Forte cheiro de gás assusta moradores da quadra 305 do Sudoeste

Bombeiros foram acionados e, após vistoria na noite desta terça (17), descartaram vazamento. Mas caldeiras terão que passar por manutenção

Moradores do Bloco J da quadra 305 do Sudoeste acionaram o Corpo de Bombeiros na noite desta terça-feira (17/5) depois que um forte cheiro de gás começou a exalar das caldeiras localizadas no subsolo do prédio. De acordo com os condôminos, o odor começou no último domingo (15), mas se agravou.

“Fico preocupada porque moro com crianças e um possível vazamento de gás é uma coisa muito perigosa.

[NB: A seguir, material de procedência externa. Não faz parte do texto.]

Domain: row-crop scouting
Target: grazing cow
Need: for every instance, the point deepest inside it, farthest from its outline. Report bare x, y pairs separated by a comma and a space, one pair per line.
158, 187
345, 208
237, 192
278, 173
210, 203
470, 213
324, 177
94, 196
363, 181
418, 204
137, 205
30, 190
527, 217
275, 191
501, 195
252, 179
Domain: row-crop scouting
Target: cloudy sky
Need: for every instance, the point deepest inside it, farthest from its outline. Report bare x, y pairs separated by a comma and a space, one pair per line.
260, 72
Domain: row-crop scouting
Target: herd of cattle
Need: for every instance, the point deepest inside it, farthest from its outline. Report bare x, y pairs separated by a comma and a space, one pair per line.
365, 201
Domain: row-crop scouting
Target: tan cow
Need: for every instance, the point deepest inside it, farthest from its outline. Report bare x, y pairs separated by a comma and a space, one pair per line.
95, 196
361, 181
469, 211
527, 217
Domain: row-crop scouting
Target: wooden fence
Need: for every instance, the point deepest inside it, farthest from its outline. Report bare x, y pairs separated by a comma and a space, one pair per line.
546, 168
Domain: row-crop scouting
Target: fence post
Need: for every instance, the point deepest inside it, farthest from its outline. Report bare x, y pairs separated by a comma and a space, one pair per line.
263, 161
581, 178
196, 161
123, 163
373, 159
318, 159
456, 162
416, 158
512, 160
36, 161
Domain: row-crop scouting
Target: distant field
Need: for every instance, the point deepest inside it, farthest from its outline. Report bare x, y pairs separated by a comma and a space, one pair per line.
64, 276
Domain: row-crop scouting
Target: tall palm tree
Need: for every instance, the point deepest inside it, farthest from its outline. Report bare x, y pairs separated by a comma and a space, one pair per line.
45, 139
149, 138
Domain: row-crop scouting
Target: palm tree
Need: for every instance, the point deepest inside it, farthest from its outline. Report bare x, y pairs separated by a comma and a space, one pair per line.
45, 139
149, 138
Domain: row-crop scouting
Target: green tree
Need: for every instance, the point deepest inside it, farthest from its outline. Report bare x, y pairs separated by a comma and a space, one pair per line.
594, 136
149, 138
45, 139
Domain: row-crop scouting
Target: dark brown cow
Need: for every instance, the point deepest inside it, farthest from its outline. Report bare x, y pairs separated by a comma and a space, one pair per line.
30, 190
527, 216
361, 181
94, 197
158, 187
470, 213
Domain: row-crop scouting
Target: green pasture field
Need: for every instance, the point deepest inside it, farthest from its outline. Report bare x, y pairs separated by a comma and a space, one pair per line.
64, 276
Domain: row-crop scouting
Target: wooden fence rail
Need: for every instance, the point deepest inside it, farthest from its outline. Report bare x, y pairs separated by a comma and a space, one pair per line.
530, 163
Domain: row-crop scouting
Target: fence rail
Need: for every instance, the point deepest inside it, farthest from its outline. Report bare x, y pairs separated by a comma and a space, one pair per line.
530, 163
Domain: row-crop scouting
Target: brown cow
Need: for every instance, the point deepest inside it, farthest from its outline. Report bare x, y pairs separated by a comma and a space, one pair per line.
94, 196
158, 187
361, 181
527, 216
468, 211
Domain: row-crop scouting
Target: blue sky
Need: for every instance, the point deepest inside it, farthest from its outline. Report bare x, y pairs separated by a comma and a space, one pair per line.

Antes, o odor estava só no meu quarto, mas hoje chegou ao cômodo dos meus filhos e à sala”, explica a administradora Fernanda Oliveira, 39 anos, que mora no apartamento localizado acima da chaleira de onde sai o calor das caldeiras, responsáveis por fornecer água quente ao edifício.

Desde domingo, os condôminos tentam achar uma solução para o problema, sem sucesso. Acionaram a empresa de manutenção dos equipamentos, mas foram informados de que não havia nenhum problema, mesmo com a persistência do cheiro.

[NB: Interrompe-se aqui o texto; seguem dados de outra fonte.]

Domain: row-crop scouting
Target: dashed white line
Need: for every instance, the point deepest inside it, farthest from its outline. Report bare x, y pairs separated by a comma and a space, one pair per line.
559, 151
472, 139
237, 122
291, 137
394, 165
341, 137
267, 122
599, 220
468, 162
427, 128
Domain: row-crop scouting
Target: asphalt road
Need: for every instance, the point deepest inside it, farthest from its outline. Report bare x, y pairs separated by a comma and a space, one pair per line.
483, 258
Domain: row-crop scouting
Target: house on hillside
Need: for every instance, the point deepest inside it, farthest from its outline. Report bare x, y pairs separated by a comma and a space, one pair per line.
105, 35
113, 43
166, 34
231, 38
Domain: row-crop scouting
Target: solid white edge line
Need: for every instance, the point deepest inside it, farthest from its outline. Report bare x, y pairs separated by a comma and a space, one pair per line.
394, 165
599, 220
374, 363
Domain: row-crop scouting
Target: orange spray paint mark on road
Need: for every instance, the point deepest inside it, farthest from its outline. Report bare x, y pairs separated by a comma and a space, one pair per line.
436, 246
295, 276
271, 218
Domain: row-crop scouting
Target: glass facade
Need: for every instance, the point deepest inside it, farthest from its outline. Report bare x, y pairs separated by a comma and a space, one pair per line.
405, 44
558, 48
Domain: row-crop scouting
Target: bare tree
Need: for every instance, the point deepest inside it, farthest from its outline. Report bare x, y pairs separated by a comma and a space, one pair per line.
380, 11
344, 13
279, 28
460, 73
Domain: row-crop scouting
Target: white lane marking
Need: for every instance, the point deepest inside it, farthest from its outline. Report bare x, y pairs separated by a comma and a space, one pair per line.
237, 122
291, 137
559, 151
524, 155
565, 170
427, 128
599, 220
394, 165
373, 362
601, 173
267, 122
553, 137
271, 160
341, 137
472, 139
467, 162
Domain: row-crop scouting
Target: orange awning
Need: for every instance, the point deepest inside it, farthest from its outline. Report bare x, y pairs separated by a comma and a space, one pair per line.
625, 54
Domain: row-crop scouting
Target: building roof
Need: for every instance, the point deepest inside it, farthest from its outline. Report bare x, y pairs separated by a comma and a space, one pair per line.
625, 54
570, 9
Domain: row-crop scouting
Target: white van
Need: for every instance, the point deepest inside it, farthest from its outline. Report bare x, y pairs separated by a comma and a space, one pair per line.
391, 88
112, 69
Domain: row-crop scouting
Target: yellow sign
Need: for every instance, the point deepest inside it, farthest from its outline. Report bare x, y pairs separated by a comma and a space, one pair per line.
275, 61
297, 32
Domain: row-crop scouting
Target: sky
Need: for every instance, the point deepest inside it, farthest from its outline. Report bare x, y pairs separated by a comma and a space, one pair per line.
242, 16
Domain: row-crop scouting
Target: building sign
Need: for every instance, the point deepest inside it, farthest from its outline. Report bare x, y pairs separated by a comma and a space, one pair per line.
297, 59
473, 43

A situação ficou mais complicada porque, segundo moradores, o síndico do prédio não prestou nenhum apoio durante a situação. “Ele não mora aqui, não atende o telefone nem responde às mensagens dos moradores. Os próprios funcionários dizem que nem adianta tentar ligar para ele”, explica Fernanda.

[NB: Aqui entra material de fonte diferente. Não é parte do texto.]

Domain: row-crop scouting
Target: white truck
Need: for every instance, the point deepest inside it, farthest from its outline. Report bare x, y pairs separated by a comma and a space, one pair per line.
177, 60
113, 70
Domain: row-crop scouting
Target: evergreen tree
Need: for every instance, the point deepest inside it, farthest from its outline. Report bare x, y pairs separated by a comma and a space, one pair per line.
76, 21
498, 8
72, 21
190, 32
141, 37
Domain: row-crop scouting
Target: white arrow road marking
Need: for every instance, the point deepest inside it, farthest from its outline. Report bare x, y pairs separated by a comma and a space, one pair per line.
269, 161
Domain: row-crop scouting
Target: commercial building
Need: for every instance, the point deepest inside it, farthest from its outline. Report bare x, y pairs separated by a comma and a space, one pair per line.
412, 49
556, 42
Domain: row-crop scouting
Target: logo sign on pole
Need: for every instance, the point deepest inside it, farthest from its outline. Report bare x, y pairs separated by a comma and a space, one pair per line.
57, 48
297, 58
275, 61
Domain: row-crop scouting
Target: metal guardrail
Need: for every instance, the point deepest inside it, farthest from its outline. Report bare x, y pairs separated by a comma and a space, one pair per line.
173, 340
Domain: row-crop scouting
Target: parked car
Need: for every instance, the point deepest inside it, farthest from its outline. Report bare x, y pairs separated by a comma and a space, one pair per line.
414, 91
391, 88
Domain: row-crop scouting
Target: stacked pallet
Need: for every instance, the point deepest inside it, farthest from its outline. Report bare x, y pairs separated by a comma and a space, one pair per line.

Na noite desta terça, o bombeiro militar W. Rodrigues, do 45º Grupamento (Sudoeste), explicou aos moradores que não foi detectado vazamento de gás e que o mau cheiro não apresenta riscos. “Não posso explicar qual o problema porque só a empresa responsável poderá fazer isso, mas não há perigo aos condôminos”, assegurou.

1/5
Bombeiros foram acionados para analisar suspeita de vazamento de gás no Sudoeste
Militar acompanha moradores do prédio
Caldeiras do prédio: condôminos ficaram preocupados com o cheiro que exala do local
Os equipamentos foram vistoriados pelos bombeiros
Chaminé de onde sai o calor produzido pelas caldeiras

 

A informação foi corroborada pelo técnico Marcelo Ferreira, da companhia que fornece o gás utilizado nas caldeiras. Ele também atendeu ao chamado dos moradores do edifício e afirmou que o problema pode estar sendo causado por uma falha nos equipamentos. “O que está acontecendo é a queima irregular do gás carbônico. É um problema que precisa ser resolvido por meio da manutenção nas caldeiras”, disse.

Na manhã desta quarta-feira (17), o Metrópoles entrou em contato com a empresa Alternativa, responsável pelos aquecedores a gás do prédio. Segundo um funcionário, a companhia foi informada do incidente e encaminhou uma equipe para avaliar possíveis falhas no sistema de exaustão. Um relatório da visita dos técnicos deve ser entregue no final da tarde. O síndico do edifício não foi localizado até o momento.